While thinking of what to do for my next project, an idea suddenly popped up in my head. Why not do data analysis on a WhatsApp group chat of college students and find out interesting insights like the most used emoji, the sentiment score of each person, who swears the most, the most actives times of the day, or does the group use phones during college teaching hours? These would be some interesting insights for sure, more for me than for you since the people in this chat are people I know personally.
Note: I represent each of my friends with two letters, an abbreviation of their name as a way to maintain anonymity.
The first step was to gather the data. WhatsApp allows you to export your chats through a .txt format. Opening this file up, you get messages in a format that looks like this:
Since WhatsApp texts are multi-line, you cannot just read the file line by line and get each message that you want. Instead, you need a way to identify if a line is a new message or part of an old message. You could do this use regular expressions, but I went forward with a more simple method. I created a function called vali_date(), which returns True if the argument passed is a valid date.
While reading each line, I split it based on a comma and take the first item returned from the split() function. If the line is a new message, the first item would be a valid date, and it will be appended as a new message to the list of messages.

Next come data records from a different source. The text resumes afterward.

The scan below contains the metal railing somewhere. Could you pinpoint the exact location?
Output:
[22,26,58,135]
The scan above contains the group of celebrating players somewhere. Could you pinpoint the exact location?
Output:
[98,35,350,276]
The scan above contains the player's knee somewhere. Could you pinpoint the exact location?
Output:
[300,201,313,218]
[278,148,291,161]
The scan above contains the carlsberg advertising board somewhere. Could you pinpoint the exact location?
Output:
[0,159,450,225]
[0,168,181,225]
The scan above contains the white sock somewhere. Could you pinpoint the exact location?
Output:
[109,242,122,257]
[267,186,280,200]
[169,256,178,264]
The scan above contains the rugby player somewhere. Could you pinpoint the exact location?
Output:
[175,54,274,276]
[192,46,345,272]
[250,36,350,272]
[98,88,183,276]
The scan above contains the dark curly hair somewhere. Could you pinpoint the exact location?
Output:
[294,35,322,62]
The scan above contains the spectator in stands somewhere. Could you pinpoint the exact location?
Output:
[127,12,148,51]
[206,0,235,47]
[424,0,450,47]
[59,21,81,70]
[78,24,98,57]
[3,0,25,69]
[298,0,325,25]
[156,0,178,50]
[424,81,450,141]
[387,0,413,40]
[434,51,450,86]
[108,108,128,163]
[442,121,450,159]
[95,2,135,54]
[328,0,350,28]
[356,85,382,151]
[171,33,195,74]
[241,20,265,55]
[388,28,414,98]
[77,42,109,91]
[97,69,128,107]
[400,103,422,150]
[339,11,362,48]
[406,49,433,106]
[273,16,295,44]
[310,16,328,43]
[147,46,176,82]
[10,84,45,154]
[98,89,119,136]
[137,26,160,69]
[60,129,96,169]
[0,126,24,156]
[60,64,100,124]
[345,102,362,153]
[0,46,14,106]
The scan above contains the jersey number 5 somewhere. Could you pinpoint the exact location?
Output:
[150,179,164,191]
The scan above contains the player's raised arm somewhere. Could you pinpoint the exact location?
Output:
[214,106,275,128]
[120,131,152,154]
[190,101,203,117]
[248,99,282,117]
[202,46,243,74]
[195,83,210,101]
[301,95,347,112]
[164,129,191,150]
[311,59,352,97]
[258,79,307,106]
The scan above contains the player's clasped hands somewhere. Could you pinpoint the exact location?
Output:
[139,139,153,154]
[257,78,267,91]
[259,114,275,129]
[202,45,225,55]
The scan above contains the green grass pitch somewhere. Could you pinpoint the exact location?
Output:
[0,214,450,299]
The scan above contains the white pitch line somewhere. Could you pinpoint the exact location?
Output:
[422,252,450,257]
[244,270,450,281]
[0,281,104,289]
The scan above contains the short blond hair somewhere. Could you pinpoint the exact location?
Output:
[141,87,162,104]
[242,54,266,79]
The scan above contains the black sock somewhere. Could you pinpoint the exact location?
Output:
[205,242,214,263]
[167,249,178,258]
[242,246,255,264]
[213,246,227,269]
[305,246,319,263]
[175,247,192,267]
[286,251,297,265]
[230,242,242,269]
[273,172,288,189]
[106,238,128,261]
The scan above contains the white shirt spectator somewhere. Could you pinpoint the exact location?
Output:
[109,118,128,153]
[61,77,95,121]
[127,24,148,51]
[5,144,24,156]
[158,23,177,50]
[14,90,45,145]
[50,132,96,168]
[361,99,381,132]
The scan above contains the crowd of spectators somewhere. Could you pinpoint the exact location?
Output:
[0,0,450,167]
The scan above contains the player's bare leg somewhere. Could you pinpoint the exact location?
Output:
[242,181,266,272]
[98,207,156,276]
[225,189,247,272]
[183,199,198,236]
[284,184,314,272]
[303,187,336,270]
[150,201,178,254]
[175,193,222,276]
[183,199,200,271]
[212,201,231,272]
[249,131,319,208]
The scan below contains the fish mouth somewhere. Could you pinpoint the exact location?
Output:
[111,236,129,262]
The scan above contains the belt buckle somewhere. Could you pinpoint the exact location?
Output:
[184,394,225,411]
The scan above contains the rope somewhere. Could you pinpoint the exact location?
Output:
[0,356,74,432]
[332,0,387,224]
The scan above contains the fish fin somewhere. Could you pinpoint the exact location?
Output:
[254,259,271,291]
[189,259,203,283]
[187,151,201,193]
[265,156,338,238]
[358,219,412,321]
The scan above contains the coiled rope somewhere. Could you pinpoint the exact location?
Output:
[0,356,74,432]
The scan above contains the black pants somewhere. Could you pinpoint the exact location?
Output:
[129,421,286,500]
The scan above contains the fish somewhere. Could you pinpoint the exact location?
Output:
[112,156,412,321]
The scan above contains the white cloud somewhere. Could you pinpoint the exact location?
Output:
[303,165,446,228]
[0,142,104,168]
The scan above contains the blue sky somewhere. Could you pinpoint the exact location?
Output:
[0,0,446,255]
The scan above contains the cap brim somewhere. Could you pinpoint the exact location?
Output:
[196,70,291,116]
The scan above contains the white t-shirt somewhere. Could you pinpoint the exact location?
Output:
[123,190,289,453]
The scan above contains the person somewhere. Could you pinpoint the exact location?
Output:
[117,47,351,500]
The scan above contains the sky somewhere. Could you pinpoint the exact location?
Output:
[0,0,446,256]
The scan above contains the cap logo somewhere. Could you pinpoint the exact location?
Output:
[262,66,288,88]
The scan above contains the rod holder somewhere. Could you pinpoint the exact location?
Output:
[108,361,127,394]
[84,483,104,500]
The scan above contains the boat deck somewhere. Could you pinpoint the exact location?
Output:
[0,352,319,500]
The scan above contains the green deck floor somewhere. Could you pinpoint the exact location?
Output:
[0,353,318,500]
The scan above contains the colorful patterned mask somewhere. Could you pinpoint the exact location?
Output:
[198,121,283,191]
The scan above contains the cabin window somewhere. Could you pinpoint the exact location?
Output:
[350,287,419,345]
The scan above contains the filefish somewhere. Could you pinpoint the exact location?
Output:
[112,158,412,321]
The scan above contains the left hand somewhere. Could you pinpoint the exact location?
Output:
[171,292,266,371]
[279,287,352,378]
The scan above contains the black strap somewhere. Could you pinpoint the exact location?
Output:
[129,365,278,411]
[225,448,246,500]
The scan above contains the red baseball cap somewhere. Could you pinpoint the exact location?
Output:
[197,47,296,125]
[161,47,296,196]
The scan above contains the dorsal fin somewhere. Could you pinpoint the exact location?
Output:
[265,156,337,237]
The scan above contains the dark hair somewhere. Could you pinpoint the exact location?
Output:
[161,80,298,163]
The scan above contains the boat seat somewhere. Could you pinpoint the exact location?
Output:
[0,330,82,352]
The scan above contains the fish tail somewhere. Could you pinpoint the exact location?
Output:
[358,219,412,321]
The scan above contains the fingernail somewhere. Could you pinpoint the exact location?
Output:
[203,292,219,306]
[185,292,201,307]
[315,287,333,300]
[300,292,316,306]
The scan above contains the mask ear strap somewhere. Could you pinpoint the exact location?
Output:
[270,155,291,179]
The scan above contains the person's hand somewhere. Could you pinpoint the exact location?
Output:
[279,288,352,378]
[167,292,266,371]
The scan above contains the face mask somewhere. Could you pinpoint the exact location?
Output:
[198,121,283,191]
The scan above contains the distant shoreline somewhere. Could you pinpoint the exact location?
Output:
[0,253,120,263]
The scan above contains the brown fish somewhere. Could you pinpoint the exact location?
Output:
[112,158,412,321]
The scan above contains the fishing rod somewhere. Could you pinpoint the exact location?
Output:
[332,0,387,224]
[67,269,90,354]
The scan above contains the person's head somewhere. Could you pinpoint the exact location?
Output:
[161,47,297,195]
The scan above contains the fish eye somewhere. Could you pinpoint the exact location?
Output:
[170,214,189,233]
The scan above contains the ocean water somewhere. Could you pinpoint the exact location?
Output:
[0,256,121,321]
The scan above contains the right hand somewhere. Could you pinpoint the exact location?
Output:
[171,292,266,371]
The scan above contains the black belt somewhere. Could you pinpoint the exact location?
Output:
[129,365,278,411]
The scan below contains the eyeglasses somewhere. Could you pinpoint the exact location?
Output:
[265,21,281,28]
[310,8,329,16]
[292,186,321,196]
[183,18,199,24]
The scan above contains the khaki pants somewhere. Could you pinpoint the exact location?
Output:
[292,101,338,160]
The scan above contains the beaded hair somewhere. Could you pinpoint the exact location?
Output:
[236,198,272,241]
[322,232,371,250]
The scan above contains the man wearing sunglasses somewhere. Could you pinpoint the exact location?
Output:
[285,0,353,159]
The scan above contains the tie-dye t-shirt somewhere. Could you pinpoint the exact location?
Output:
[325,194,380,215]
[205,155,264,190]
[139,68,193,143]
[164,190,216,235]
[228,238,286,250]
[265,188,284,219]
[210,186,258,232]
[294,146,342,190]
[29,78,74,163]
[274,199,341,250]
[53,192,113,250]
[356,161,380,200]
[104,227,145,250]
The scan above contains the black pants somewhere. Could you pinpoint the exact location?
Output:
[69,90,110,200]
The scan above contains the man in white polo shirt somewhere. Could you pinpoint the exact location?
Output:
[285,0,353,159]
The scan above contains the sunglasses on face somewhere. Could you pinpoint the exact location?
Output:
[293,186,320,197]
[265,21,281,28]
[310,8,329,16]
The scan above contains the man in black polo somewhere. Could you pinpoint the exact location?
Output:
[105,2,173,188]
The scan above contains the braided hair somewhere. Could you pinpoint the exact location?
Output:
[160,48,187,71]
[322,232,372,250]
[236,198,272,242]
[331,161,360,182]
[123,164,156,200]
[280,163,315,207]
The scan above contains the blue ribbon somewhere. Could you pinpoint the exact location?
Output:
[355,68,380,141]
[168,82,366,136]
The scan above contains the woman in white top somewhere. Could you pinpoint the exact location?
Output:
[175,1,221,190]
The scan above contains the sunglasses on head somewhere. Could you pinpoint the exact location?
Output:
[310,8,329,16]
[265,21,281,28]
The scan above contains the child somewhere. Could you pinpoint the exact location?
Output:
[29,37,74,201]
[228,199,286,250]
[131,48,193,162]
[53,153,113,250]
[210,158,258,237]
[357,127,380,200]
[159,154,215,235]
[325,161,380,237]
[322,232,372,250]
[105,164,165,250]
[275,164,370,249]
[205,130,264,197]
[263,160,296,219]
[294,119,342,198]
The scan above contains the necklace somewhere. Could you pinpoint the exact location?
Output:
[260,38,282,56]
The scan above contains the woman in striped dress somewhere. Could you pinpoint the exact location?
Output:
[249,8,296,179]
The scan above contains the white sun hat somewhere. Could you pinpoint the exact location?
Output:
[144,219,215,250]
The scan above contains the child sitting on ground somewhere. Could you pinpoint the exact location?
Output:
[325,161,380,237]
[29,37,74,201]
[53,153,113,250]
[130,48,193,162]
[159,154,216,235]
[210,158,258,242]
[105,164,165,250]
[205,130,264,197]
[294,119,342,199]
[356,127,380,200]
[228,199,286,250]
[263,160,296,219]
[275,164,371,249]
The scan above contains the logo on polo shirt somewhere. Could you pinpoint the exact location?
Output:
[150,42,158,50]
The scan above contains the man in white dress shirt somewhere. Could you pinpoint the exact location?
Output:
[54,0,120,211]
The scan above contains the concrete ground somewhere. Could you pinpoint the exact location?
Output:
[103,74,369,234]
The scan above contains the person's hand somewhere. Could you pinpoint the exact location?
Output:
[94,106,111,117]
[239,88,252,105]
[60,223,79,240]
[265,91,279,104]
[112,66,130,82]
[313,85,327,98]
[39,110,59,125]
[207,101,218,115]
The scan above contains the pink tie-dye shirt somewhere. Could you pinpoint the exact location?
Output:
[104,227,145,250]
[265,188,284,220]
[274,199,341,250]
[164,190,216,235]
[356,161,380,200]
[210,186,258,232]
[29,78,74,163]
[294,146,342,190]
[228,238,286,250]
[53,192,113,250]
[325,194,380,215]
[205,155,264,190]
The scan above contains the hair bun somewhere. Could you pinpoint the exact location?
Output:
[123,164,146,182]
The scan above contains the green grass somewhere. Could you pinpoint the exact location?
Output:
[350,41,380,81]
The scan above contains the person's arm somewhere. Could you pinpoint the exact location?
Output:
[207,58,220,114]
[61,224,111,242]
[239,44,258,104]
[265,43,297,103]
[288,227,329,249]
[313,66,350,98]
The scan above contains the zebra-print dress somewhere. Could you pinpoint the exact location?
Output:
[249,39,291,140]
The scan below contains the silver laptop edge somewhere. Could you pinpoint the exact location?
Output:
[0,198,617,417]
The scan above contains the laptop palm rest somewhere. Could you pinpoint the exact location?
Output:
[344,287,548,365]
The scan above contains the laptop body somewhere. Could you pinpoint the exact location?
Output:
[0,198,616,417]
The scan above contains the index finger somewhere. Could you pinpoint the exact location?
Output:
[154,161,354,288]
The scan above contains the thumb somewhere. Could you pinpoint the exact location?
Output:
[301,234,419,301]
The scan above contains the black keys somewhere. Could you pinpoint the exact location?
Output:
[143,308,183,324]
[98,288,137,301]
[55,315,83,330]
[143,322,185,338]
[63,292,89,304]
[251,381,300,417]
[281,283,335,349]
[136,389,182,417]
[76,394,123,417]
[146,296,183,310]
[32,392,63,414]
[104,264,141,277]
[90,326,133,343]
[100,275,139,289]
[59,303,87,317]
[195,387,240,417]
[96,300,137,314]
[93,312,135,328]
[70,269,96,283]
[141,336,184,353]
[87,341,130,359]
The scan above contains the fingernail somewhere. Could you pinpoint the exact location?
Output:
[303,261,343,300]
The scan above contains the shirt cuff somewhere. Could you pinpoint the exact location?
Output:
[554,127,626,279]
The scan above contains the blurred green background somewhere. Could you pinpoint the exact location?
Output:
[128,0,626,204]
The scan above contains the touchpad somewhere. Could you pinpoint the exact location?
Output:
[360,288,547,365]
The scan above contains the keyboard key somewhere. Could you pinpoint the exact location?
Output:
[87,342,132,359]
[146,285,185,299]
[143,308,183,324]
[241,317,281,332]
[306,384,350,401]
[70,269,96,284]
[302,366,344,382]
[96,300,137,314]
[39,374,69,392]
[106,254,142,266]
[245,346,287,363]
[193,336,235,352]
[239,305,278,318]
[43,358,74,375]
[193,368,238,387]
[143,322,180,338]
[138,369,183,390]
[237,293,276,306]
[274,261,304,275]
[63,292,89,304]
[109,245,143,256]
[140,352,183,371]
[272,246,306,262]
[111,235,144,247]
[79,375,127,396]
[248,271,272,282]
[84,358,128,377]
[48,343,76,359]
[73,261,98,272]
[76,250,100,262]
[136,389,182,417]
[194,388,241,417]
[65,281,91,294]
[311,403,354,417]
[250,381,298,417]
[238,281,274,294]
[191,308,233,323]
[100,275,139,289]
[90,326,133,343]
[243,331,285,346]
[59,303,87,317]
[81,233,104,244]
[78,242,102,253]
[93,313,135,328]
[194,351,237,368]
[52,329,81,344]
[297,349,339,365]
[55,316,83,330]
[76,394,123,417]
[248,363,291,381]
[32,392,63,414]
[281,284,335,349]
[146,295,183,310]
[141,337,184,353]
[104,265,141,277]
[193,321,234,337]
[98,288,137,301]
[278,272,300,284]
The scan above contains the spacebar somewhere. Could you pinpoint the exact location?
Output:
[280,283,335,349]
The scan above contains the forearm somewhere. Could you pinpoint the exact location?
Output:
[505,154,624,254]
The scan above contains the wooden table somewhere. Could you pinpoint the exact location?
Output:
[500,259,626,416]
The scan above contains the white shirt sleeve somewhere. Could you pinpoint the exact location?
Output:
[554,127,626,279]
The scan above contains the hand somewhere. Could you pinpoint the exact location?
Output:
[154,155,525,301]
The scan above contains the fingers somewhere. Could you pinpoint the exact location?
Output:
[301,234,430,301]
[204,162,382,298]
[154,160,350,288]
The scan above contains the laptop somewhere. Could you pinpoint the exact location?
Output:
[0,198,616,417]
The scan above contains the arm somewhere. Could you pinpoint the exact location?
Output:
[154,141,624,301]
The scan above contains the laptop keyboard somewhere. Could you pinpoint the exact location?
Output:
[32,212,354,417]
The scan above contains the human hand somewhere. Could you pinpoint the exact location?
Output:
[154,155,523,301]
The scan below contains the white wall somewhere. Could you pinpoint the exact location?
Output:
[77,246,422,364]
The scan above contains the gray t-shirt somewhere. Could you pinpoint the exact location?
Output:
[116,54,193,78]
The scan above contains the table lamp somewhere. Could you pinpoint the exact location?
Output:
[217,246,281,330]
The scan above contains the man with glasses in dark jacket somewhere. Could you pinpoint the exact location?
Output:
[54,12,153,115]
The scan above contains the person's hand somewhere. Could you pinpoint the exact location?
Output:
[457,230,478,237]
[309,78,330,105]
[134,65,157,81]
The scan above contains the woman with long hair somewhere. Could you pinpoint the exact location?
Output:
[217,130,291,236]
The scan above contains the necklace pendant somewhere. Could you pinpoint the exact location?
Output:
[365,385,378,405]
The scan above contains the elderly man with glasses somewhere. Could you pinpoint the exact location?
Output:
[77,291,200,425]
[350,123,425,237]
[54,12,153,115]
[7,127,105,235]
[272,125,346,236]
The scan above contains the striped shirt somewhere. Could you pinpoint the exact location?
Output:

If it’s not, the message is part of the previous message, and hence, will be appended to the end of the previous message as one continuous message.
From here it’s just a matter of extracting the necessary details from each line: the date sent, the time sent, the sender, and the message itself. This is just a matter of using some simple string processing functions, mainly split(), and making a DataFrame out of it. If you’re using the same method then please make sure to specify the date and time formats correctly.